Saturday, February 21, 2015

Marth Graham Dance Company Finds a Groove

Misty Copeland & Lloyd Knight, At Summer's Full. Photo: Brigid Pierce

Martha Graham Dance Company is celebrating its 89th year with a two-week run at the Joyce, with the theme Shape&Design. Misty Copeland guest starred on the opening night gala program in At Summer's Full (1940), a joyful dance that is part of Letter to the World, with new costumes (the originals were destroyed in Hurricane Sandy). While Copeland is not a native Graham dancer, her natural luminous stage presence and fully-articulated lines sang the choreography beautifully.

Michelle Dorrance's Lamentation Variation. Photo: Christopher Jones
The new Lamentations Variations show how a good idea can develop into a grand one. A film clip of Graham performing it leads off, a reminder of how fully integrated for her were form and message. Liz Gerring's displayed the drama she can squeeze out of simple stage formations. Michelle Dorrance's played on the snappy and jangly rhythms of the music, which included her own tapping. Kyle Abraham's tender duet articulated difference and harmony. Sonya Tayeh maximized the visual impact of the muscular dancers' limbs and feet, akin to So You Think You Can Dance, for which she has choreographed. This modular Lamentation series, which recruits new choreographic talent to the troupe, also demonstrates how small blocks can build a substantial edifice—much as Graham Company has done since its renascence.
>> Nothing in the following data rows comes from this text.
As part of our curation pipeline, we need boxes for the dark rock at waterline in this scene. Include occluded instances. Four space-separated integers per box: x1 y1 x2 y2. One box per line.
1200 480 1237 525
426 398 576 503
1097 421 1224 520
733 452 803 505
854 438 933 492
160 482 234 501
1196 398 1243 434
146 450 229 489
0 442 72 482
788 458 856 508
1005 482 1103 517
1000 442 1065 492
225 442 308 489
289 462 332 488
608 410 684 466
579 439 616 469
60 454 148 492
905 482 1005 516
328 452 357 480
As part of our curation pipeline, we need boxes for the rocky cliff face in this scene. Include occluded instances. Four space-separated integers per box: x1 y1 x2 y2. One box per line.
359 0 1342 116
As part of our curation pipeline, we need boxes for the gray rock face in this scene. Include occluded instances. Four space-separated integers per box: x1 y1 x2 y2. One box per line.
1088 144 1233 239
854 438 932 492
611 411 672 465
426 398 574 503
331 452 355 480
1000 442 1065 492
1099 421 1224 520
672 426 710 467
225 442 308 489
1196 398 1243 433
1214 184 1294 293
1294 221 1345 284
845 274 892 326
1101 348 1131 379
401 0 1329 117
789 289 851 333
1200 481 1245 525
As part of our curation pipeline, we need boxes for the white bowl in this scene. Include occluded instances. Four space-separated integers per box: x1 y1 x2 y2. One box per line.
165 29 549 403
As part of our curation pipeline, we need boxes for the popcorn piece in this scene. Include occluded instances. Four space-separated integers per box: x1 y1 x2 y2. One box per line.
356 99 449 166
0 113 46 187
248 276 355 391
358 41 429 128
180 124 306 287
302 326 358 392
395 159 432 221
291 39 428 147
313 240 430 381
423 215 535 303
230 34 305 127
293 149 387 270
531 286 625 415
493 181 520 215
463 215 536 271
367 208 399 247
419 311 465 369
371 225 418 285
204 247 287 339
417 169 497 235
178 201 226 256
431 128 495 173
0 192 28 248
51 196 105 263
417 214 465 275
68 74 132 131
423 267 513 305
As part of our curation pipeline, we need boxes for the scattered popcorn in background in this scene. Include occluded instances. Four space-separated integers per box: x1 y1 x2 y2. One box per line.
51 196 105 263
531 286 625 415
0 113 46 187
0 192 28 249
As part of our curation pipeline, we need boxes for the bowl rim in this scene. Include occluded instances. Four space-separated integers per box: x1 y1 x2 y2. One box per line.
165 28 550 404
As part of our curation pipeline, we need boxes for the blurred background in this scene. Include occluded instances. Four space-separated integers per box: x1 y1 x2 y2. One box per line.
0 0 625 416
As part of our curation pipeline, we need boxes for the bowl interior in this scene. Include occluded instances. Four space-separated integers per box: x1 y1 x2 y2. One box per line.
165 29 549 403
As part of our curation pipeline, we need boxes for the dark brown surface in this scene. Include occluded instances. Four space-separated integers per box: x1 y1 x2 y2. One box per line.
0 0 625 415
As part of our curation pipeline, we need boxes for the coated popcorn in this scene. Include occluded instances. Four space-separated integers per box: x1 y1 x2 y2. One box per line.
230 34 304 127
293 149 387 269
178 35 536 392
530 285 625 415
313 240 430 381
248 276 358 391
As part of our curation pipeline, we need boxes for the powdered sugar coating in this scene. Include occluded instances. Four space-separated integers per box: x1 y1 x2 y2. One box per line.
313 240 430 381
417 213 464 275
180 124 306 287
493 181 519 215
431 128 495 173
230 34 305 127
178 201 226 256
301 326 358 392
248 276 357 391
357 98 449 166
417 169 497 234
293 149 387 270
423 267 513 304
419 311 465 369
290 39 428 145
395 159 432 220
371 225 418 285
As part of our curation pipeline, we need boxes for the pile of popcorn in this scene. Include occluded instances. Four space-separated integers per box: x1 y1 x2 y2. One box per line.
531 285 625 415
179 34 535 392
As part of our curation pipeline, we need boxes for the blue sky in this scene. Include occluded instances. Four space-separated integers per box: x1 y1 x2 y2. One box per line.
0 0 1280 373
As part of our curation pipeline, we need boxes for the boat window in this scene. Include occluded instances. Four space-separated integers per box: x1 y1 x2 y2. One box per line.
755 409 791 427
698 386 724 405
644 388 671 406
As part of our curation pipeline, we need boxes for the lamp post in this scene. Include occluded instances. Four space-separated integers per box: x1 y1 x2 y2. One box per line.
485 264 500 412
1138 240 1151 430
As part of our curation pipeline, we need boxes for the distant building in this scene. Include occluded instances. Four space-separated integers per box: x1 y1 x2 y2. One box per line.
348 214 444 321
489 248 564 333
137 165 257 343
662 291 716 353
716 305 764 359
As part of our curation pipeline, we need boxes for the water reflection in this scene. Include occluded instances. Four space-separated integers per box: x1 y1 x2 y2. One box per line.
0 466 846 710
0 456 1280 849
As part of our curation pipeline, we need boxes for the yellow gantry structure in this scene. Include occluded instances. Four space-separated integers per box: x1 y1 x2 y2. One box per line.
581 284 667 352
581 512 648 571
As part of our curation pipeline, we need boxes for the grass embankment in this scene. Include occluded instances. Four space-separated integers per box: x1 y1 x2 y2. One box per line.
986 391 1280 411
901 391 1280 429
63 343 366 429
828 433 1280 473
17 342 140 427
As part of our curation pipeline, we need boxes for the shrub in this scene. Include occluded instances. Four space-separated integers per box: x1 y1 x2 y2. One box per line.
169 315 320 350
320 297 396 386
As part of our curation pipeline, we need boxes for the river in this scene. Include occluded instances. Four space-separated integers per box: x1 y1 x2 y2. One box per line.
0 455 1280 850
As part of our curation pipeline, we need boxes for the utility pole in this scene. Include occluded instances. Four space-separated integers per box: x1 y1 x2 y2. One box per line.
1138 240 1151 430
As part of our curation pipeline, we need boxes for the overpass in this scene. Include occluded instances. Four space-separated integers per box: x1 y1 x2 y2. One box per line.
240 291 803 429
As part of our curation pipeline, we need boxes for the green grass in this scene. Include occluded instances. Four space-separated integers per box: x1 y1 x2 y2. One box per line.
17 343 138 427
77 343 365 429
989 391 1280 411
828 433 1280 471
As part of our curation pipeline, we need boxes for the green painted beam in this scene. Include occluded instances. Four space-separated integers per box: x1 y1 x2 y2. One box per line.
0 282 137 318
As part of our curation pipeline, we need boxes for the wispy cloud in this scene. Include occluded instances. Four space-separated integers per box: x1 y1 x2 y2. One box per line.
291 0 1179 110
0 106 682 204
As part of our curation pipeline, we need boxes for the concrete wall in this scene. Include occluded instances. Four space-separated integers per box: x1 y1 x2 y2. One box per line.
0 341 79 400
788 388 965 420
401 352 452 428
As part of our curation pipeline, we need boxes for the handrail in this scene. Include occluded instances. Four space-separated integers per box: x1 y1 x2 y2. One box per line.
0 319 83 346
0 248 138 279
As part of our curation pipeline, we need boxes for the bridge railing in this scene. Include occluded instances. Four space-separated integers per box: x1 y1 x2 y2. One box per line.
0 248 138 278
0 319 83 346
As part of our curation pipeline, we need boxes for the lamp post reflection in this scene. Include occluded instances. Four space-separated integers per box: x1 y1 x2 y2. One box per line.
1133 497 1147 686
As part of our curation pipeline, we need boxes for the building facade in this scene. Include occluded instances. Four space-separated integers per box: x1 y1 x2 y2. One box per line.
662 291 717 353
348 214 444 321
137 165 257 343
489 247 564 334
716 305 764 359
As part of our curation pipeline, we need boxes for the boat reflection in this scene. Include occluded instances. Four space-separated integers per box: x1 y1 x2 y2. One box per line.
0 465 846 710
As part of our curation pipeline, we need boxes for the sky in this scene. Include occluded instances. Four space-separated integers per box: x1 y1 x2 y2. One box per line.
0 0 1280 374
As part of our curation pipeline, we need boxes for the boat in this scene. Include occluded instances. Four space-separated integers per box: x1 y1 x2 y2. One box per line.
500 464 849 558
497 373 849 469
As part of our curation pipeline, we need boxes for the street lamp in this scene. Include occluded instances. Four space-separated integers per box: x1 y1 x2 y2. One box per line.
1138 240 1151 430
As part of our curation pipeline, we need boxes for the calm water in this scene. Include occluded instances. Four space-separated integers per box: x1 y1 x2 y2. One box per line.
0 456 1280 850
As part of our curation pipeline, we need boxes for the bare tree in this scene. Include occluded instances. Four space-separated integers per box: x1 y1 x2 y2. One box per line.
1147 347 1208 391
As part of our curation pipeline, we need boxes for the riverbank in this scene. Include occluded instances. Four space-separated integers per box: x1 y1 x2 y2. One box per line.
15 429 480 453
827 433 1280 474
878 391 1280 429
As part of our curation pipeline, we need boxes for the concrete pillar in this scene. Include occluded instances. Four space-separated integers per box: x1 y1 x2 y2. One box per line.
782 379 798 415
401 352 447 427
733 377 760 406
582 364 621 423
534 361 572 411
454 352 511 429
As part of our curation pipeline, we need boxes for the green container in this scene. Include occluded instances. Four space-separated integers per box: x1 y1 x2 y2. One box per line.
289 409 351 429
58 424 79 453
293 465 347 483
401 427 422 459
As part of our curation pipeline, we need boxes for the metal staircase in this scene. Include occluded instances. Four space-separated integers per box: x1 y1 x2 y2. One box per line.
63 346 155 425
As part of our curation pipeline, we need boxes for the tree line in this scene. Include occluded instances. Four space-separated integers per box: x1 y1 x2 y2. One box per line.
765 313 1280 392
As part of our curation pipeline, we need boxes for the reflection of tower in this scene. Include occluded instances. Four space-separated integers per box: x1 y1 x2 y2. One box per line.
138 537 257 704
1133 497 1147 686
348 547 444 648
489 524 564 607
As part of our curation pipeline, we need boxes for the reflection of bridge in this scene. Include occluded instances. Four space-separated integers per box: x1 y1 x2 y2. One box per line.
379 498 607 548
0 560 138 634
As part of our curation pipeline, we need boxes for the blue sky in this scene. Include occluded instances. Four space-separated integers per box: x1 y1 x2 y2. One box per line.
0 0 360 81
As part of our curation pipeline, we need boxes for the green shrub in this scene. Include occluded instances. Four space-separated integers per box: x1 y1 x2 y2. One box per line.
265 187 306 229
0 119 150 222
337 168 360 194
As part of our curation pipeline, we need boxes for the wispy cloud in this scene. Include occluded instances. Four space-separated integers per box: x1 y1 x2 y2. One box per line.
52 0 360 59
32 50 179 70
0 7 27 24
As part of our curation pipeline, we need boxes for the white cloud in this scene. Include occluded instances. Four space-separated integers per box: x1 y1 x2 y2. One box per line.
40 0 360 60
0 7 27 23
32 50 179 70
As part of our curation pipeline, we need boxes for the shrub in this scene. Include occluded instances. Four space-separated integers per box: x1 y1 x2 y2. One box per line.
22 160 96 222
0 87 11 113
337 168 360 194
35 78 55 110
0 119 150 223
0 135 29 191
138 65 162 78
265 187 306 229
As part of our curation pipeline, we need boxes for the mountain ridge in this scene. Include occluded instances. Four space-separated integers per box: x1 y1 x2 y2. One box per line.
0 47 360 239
Steps in the Street. Design by Frank Gehry. Photo: Brigid Pierce
Hewing to the season's theme of shape, Frank Gehry designed visual elements for Steps in the Street, Graham's classic war-time suite. The projected result is an animated illustration, a sort of volcano-shaped massing of lines that swiveled and blurred but remained secondary to the vibrant urgency of the womens' actions. Despite the mixed combined result, the attempt to enliven the repertory is admirable. Experimentation is once again a driving tenet.

Dance-theater artist Annie-B Parson was commissioned to create a premiere, The Snow Falls in the Winter. Her work is based on the Ionesco play The Lesson, and it fits surprisingly well within the Graham canon. Much of the movement is mime, or stage direction-type bursts (such phrases comprise part of the ample spoken text), but Parson puts the highly-trained dancers' skills to use in deep lunges, layouts, and extended legs held high (XiaoChuan Xie even waves a hand fan with her foot at one point). Technique aside, the company is comfortable with dramatic demands. 

In a direct line to Graham's work, Tadej Brdnik repeats some of the Minotaur's steps from Errand into the Maze, which had preceded Snow Falls on the program. The short-act tempo makes for lively viewing. Various props are clues to an admittedly absurdist affair—children's furniture, mics, a mysterious package, a dropped book, the fan. The Eagles' "Hotel California" is, intriguingly, played backwards (music is credited to David Lang), lending another element both familiar and disarming. 



Annie-B Parson's The Snow Falls in Winter. Photo: Brigid Pierce

Andonis Foniadakis' Echo, created last year, was performed again. The dance intrigues with the choreographer's opulent, circular movement style, enhanced with long flaring column skirts for all. PeiJu Chien-Pott was ravishing and forceful, buzzing like a live wire and swinging her long ponytail like a lasso, ready to rope anyone nearby. But the work runs too long, indulging a recurring and extended male duet (Lloyds Knight and Mayor) to the point of exhaustion. 

Artistic director Janet Eilber is succeeding in honoring Graham's legacy, enlisting artists to add to the repertory, resurrecting damaged sets and costumes, and engaging audiences with her pre-performance notes, which have become a familiar element at the company's performances. It's a positive takeaway as the Graham season closes on the eve of the first Paul Taylor's American Modern Dance season, which is promoting the incipient inclusion of works by choreographers who are not Paul Taylor—this year, Doris Humphrey and Shen Wei. To be continued.